Fixing the memory corruption
The error message means that your program crashed with an abort signal. This can be the result of a memory corruption. Memory corruptions tend to result in undefined behavior. So if your program has a memory corruption, it can happen that your program sometimes crashes and sometimes works fine. This is the case for your example. Your problem is unrelated to cat -e, it was only by luck that your program worked fine when you called it without cat -e. If you would have run your program a few more times, eventually you would have seen another crash.
In your program, the following line is causing a memory corruption:
*rev_tab-- = *tab++;
The expression rev_tab-- is a post-decrement. A post-fix decrement decreases the variable by one and returns the old value. So for example if rev_tab is a pointer to memory location 100000 and you would run the following line:
int* result = rev_tab--;
then after that line, rev_tab is 99999, but result received the old value of 100000.
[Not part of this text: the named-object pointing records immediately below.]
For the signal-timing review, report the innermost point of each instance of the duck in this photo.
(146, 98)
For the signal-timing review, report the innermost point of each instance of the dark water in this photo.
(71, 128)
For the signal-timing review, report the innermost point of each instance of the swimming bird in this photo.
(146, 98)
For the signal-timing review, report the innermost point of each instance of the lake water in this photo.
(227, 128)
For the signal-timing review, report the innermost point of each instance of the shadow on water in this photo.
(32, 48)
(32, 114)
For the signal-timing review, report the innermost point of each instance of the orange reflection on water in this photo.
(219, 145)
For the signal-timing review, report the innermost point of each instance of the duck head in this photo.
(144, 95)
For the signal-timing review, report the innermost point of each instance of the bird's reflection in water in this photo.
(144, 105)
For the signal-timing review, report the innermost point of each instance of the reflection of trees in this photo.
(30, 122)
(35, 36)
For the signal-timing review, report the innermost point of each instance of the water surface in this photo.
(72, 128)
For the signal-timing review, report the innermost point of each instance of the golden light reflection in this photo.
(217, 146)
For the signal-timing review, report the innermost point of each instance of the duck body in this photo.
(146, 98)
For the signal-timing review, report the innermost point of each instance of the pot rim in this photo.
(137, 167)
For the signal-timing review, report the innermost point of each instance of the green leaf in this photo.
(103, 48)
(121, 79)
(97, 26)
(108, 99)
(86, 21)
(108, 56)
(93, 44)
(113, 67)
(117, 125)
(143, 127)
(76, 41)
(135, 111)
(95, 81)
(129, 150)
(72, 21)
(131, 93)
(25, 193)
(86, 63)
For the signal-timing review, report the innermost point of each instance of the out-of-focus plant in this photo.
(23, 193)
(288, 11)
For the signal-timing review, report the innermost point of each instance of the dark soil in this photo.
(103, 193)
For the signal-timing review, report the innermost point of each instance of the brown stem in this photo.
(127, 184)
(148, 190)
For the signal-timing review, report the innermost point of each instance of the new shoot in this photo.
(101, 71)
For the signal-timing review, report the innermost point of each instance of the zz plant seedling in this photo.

So in your program, rev_tab initially points to rev_tab = tab + size, which is the memory location immediately after the table (i.e. the last memory location in the table is tab + size - 1. Likewise, ptab = tab; makes ptab point to the first memory location in the table. So when you do *rev_tab-- = *tab++;, even though rev_tab-- decreases rev_tab by one, meaning it now points to the last memory location in the table, the expression rev_tab-- evaluates to the previous value of rev_tab, so *rev_tab-- dereferences the pointer that points to the memory location immediately after the table. You then write the result of *tab++ to that memory location. This is a buffer overflow, which results in undefined behavior, since arbitrary memory of your process can be overwritten, resulting in corrupted memory. Your program then may or may not crash, depending on how critical the corruption is.
So to fix this problem, you should use the pre-decrement:
*--rev_tab = *tab++;
This will fix the memory corruption, avoiding the crash.
I would advise you to enable Address Sanitization to detect such memory problems during debugging. If you use GCC or Clang, you can enable Address Sanitization by compiling with -fsanitize=address, which would give you the following output when applied to your original program:
$ gcc -fsanitize=address -g test.c
$ ./a.out
=================================================================
==4848==ERROR: AddressSanitizer: stack-buffer-overflow on address 0x7ffe3396f688 at pc 0x562ef80e528a bp 0x7ffe3396f5e0 sp 0x7ffe3396f5d0
WRITE of size 4 at 0x7ffe3396f688 thread T0
#0 0x562ef80e5289 in ft_rev_int_tab test.c:10
#1 0x562ef80e5659 in main test.c:17
#2 0x7f6dbecf8b24 in __libc_start_main (/usr/lib/libc.so.6+0x27b24)
#3 0x562ef80e50fd in _start (a.out+0x10fd)
Other problems
In your question you state that you want to reverse the input array. However, the code you posted does not accomplish this task. You have two pointers, one pointing to the front and one pointing to the back of the array. You then loop, incrementing the front pointer and decrementing the back pointer, until the back pointer reaches the first element. In every step of the iteration, you write the value referenced by the front pointer to the back pointer. However, you do not write the value referenced by the back pointer to the front pointer. So when the latter half of the array has been traversed, it has been overwritten with the values from the first half, and but the values from the latter half have not been written to the first half, so they are lost. Then you continue to traverse the first half, writing the values you wrote to the latter half back to the first half. So when your input array contains 0,1,2,3,4,5, your result would be 0,1,2,2,1,0. This is not the result you want.